Anayasa Mahkemesi Genel Kurulu Kararı
Makul sürede yargılanma hakkının ihlali iddiasıyla yapılan başvuruların AYM tarafından incelenmesinin sürdürülmesini haklı kılan bir neden kalmadığından başvurunun düşmesine karar verilmiştir.
13.10.2023
Anayasa Mahkemesi (“AYM”) tapu iptali ve tescil davası olarak açılan davanın uzun sürmesi nedeniyle makul sürede yargılanma hakkının ihlal edildiğine yönelik yapılan başvuru ile ilgili olarak “incelenmesinin sürdürülmesini haklı kılan bir neden görülmemesi” nedeniyle başvurunun düşmesine karar vermiştir.
AYM’nın 2023/18536 başvuru numaralı ve 25.07.2023 tarihli kararı (“Karar”) 10 Ekim 2023 tarihli ve 32335 Sayılı Resmi Gazete’de yayımlanmıştır.[1]
Başvuru Konusu Olay
Olayda başvurucu, kadastro çalışmaları sırasında tespit harici yol olarak bırakılan taşınmazın eski tapu kaydına göre adına tesciline karar verilmesi talebiyle tapu iptali ve tescil davası açmıştır.
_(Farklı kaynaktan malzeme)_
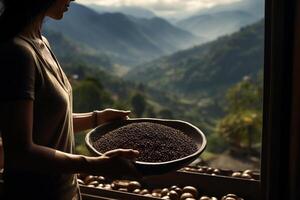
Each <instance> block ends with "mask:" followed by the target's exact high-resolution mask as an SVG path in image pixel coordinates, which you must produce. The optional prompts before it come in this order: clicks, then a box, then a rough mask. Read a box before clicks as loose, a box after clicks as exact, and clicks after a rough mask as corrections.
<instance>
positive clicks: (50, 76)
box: [0, 36, 79, 200]
mask: <svg viewBox="0 0 300 200" xmlns="http://www.w3.org/2000/svg"><path fill="white" fill-rule="evenodd" d="M14 43H15V44H17V45H21V46H22V47H25V48H27V49H28V50H30V52H31V53H32V56H33V58H35V68H34V69H31V68H32V67H31V68H30V67H17V66H16V67H14V68H13V67H11V66H3V64H2V65H1V66H0V91H1V92H0V101H12V100H21V99H31V100H33V104H34V119H33V131H32V137H33V142H34V143H36V144H38V145H42V146H46V147H50V148H53V149H56V150H60V151H63V152H67V153H72V152H73V149H74V133H73V121H72V120H73V119H72V88H71V85H70V83H69V81H68V79H67V77H66V75H65V74H64V72H63V70H62V69H61V67H60V65H59V63H58V61H57V59H56V58H55V56H54V54H53V52H52V50H51V48H50V46H49V43H48V41H47V40H46V38H44V37H43V42H42V41H41V40H35V39H30V38H27V37H23V36H17V37H15V38H14ZM41 49H43V52H42V50H41ZM45 50H46V51H47V52H49V54H45ZM7 56H8V57H7ZM9 56H10V55H9V54H8V55H6V57H4V56H2V58H1V55H0V64H1V59H12V60H13V59H18V58H9ZM2 134H9V133H2ZM3 142H4V147H5V141H3ZM4 179H5V180H4V183H5V185H6V187H8V188H9V187H17V185H18V186H19V183H20V180H18V181H17V182H16V180H15V179H26V181H24V180H21V182H22V187H24V188H25V189H24V191H27V192H29V191H30V190H32V191H33V192H34V193H40V194H42V195H43V197H41V199H46V198H49V199H57V200H58V199H64V200H67V199H76V198H74V196H76V195H77V194H78V191H79V190H78V185H77V180H76V176H75V175H70V174H55V173H50V172H47V169H45V173H42V174H38V173H35V172H32V173H24V172H15V171H11V170H10V169H7V168H4ZM23 181H24V182H23ZM28 181H29V183H28ZM30 184H32V185H30ZM10 189H12V188H10ZM16 191H18V189H16ZM27 192H26V193H27ZM40 194H39V195H40ZM25 196H26V195H25V194H24V197H25Z"/></svg>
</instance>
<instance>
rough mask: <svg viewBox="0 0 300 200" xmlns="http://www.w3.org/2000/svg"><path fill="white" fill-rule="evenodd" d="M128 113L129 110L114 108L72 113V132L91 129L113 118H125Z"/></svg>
mask: <svg viewBox="0 0 300 200" xmlns="http://www.w3.org/2000/svg"><path fill="white" fill-rule="evenodd" d="M129 114H130V111H124V110H116V109H105V110H101V111H98V110H95V111H93V112H89V113H73V127H74V132H75V133H77V132H80V131H84V130H87V129H92V128H95V127H97V126H99V125H101V124H103V123H106V122H109V121H113V120H120V119H127V118H128V115H129Z"/></svg>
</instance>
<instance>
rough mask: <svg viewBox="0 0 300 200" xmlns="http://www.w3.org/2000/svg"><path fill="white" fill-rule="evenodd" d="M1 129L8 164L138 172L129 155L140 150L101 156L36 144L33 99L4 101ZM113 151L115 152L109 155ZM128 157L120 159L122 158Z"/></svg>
mask: <svg viewBox="0 0 300 200" xmlns="http://www.w3.org/2000/svg"><path fill="white" fill-rule="evenodd" d="M0 120H1V131H2V138H3V142H4V152H5V167H8V168H9V169H14V170H18V171H25V172H27V171H29V172H40V173H70V174H71V173H89V174H103V175H108V176H110V175H118V174H119V175H121V173H124V174H128V173H129V174H132V173H135V172H134V170H133V168H132V166H131V164H130V163H129V162H128V160H127V159H130V160H131V159H134V158H135V157H136V156H137V155H138V152H136V151H133V150H116V152H117V153H114V154H111V153H110V154H107V155H108V156H106V155H105V154H104V155H103V156H101V157H88V156H83V155H73V154H69V153H65V152H62V151H58V150H55V149H52V148H48V147H45V146H41V145H38V144H35V143H34V142H33V140H32V125H33V101H32V100H18V101H12V102H6V103H4V102H1V104H0ZM110 155H113V156H112V157H110ZM121 157H122V158H125V159H120V158H121Z"/></svg>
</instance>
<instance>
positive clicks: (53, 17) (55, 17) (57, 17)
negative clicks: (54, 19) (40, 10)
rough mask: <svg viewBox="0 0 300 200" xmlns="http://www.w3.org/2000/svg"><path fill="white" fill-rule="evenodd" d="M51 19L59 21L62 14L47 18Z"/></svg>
mask: <svg viewBox="0 0 300 200" xmlns="http://www.w3.org/2000/svg"><path fill="white" fill-rule="evenodd" d="M48 17H50V18H52V19H55V20H60V19H62V18H63V17H64V13H61V14H56V15H51V16H48Z"/></svg>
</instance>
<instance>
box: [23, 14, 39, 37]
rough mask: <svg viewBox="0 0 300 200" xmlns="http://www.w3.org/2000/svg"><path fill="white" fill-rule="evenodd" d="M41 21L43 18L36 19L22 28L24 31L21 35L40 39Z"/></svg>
mask: <svg viewBox="0 0 300 200" xmlns="http://www.w3.org/2000/svg"><path fill="white" fill-rule="evenodd" d="M43 19H44V17H43V16H39V17H37V18H36V20H35V21H33V22H32V23H31V24H29V25H28V26H26V27H25V28H24V30H23V31H22V32H21V35H23V36H25V37H28V38H32V39H37V38H38V39H42V34H41V29H42V24H43Z"/></svg>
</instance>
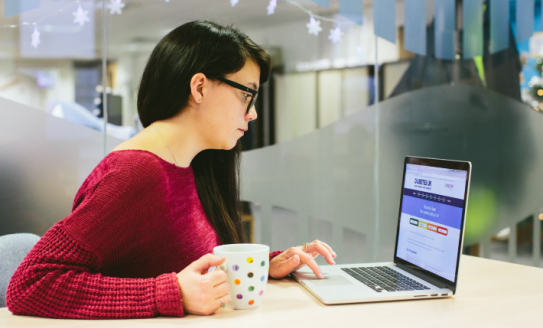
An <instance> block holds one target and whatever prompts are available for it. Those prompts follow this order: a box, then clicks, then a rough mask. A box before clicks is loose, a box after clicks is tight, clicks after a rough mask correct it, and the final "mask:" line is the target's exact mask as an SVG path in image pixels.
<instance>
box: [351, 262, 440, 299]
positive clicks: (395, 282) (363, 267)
mask: <svg viewBox="0 0 543 328" xmlns="http://www.w3.org/2000/svg"><path fill="white" fill-rule="evenodd" d="M341 270H343V271H344V272H346V273H348V274H349V275H350V276H352V277H353V278H355V279H356V280H358V281H360V282H361V283H363V284H364V285H366V286H368V287H369V288H371V289H373V290H374V291H376V292H378V293H380V292H382V291H383V290H386V291H387V292H403V291H409V290H425V289H430V288H429V287H427V286H424V285H423V284H421V283H419V282H417V281H415V280H413V279H411V278H409V277H407V276H404V275H403V274H401V273H400V272H398V271H396V270H393V269H391V268H389V267H385V266H382V267H360V268H341Z"/></svg>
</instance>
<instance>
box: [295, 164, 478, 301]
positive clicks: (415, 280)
mask: <svg viewBox="0 0 543 328" xmlns="http://www.w3.org/2000/svg"><path fill="white" fill-rule="evenodd" d="M470 179H471V163H470V162H462V161H450V160H440V159H432V158H416V157H406V158H405V163H404V173H403V181H402V188H401V200H400V211H399V214H398V227H397V233H396V247H395V248H394V254H393V258H394V261H393V262H383V263H359V264H343V265H334V266H321V270H322V273H323V275H324V279H318V278H317V277H315V275H314V274H313V272H312V271H311V270H310V269H309V268H307V267H305V268H303V269H301V270H299V271H297V272H294V273H293V276H294V277H295V279H296V280H297V281H298V282H299V283H300V284H301V285H302V286H304V287H305V288H306V289H307V290H309V291H310V292H311V293H312V294H313V295H315V296H316V297H317V298H318V299H319V300H320V301H321V302H323V303H324V304H342V303H360V302H377V301H391V300H406V299H419V298H420V299H423V298H437V297H450V296H452V295H454V294H455V293H456V287H457V284H458V266H459V262H460V254H461V251H462V246H463V241H464V226H465V222H466V210H467V206H468V195H469V186H470Z"/></svg>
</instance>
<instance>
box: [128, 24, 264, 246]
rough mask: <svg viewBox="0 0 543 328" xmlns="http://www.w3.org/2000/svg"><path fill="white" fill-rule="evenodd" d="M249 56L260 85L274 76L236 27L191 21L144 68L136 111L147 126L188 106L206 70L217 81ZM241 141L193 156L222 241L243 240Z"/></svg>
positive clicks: (159, 44) (203, 201)
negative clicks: (232, 144) (201, 78)
mask: <svg viewBox="0 0 543 328" xmlns="http://www.w3.org/2000/svg"><path fill="white" fill-rule="evenodd" d="M247 60H252V61H254V62H255V63H256V64H257V65H258V66H260V84H262V83H264V82H266V81H267V80H268V77H269V75H270V55H269V54H268V52H267V51H266V50H264V49H262V48H261V47H260V46H258V45H257V44H255V43H254V42H253V41H252V40H251V39H249V37H248V36H247V35H246V34H244V33H243V32H241V31H240V30H238V29H237V28H235V27H233V26H223V25H220V24H217V23H214V22H210V21H193V22H189V23H186V24H183V25H181V26H179V27H178V28H176V29H174V30H173V31H171V32H170V33H168V35H166V36H165V37H164V38H162V40H160V42H159V43H158V44H157V46H156V47H155V49H154V50H153V52H152V53H151V56H150V57H149V60H148V62H147V65H146V67H145V70H144V71H143V76H142V78H141V83H140V87H139V92H138V114H139V117H140V120H141V123H142V124H143V126H144V127H147V126H149V125H150V124H152V123H153V122H155V121H158V120H164V119H168V118H170V117H173V116H174V115H176V114H178V113H179V112H180V111H182V110H183V109H185V108H186V107H187V105H188V100H189V96H190V92H191V91H190V80H191V79H192V77H193V76H194V75H195V74H196V73H203V74H204V75H205V76H206V77H207V78H208V79H211V80H214V79H217V78H219V77H224V76H225V75H226V74H231V73H235V72H237V71H239V70H241V69H242V68H243V66H245V63H246V62H247ZM240 156H241V143H240V141H239V140H238V143H237V144H236V146H235V147H234V148H233V149H231V150H215V149H208V150H204V151H202V152H200V153H199V154H198V155H196V156H195V157H194V159H193V160H192V163H191V166H192V169H193V171H194V178H195V181H196V188H197V190H198V196H199V198H200V201H201V203H202V206H203V208H204V211H205V213H206V215H207V217H208V220H209V222H210V223H211V225H212V226H213V227H214V228H215V231H216V232H217V234H218V235H219V238H220V240H221V242H222V243H224V244H230V243H239V242H243V241H244V234H243V226H242V224H241V207H240V196H239V163H240Z"/></svg>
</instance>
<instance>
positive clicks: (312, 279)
mask: <svg viewBox="0 0 543 328" xmlns="http://www.w3.org/2000/svg"><path fill="white" fill-rule="evenodd" d="M304 280H305V281H310V282H311V283H312V284H313V285H315V286H341V285H353V283H352V282H350V281H349V280H347V279H346V278H344V277H342V276H327V277H324V279H318V278H316V279H304Z"/></svg>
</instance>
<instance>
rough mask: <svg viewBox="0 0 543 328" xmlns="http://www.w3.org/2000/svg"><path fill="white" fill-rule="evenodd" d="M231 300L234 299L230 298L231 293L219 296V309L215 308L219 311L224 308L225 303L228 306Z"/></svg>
mask: <svg viewBox="0 0 543 328" xmlns="http://www.w3.org/2000/svg"><path fill="white" fill-rule="evenodd" d="M221 300H222V302H221ZM231 300H232V299H231V298H230V295H228V294H225V295H222V296H220V297H217V301H216V303H217V304H218V306H219V307H218V308H217V310H215V312H217V311H218V310H220V309H221V308H222V305H223V303H224V305H225V306H226V304H228V302H230V301H231Z"/></svg>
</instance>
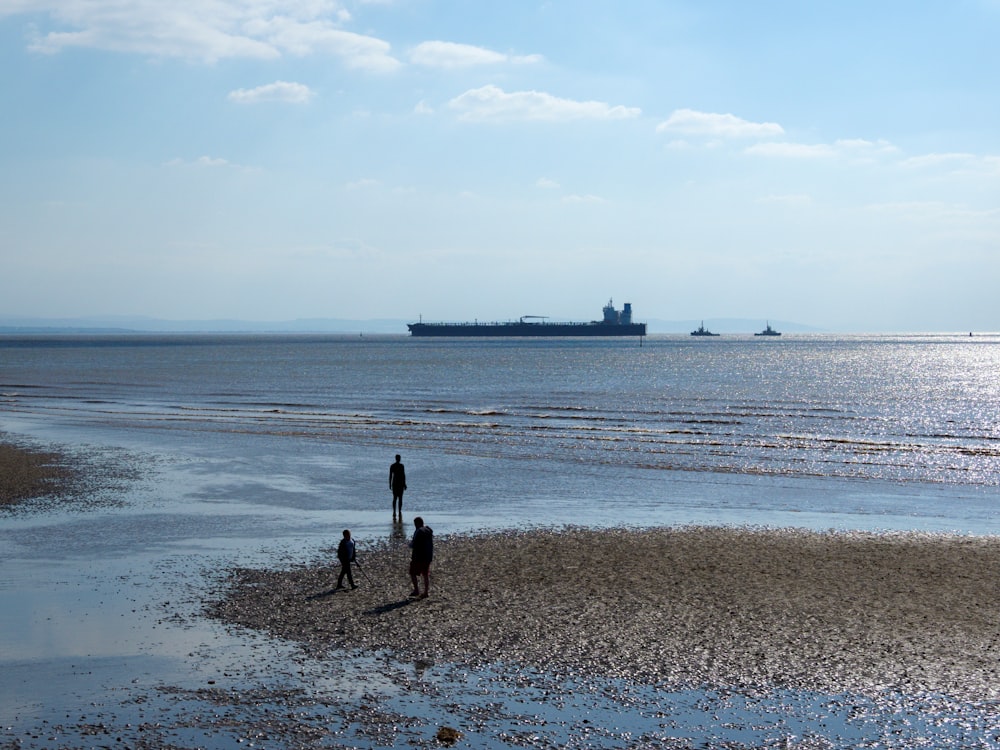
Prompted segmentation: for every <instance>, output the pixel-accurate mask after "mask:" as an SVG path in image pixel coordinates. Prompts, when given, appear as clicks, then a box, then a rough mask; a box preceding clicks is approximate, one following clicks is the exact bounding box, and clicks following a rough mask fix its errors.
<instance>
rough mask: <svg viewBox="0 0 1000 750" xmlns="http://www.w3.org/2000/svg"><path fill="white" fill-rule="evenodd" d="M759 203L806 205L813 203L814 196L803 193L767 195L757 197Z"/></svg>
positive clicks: (776, 204)
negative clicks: (813, 197) (807, 194)
mask: <svg viewBox="0 0 1000 750" xmlns="http://www.w3.org/2000/svg"><path fill="white" fill-rule="evenodd" d="M757 203H770V204H776V205H786V206H805V205H808V204H810V203H812V197H811V196H809V195H805V194H803V193H792V194H788V195H765V196H762V197H760V198H758V199H757Z"/></svg>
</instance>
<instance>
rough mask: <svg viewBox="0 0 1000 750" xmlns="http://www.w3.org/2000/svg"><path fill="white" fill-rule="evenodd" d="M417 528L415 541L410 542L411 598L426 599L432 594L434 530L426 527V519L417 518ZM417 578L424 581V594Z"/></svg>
mask: <svg viewBox="0 0 1000 750" xmlns="http://www.w3.org/2000/svg"><path fill="white" fill-rule="evenodd" d="M413 525H414V526H415V527H416V528H415V529H414V531H413V539H412V540H411V541H410V549H411V550H413V552H412V553H411V555H410V580H411V581H412V582H413V591H411V592H410V596H419V597H420V598H421V599H426V598H427V596H428V595H429V594H430V593H431V560H433V559H434V530H433V529H432V528H431V527H430V526H424V519H422V518H421V517H420V516H417V517H416V518H414V519H413ZM417 576H420V577H421V578H423V579H424V593H422V594H421V593H420V587H419V586H418V585H417Z"/></svg>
Görevli mahkeme, başvurucunun açtığı davanın kabulüne ve tapu kaydının iptali ile taşınmazın davacı adına tapuya kayıt ve tesciline karar vermiştir. Bu karar davalılar tarafından istinaf edilmiş ve istinaf mahkemesi kararın kaldırılmasına ve dosyanın mahkemesine gönderilmesine karar vermiştir. Yerel mahkeme, yargılamaya yeniden başlamış ve davanın kabulüne, tapu kaydının iptali ile taşınmazın davacı adına kayıt ve tesciline karar vermiştir.
Başvurucu AYM’ye bireysel başvurusunda tapu iptali ve tescil davasının uzun sürmesi nedeniyle makul sürede yargılanma hakkının ihlal edildiğini iddia etmiştir.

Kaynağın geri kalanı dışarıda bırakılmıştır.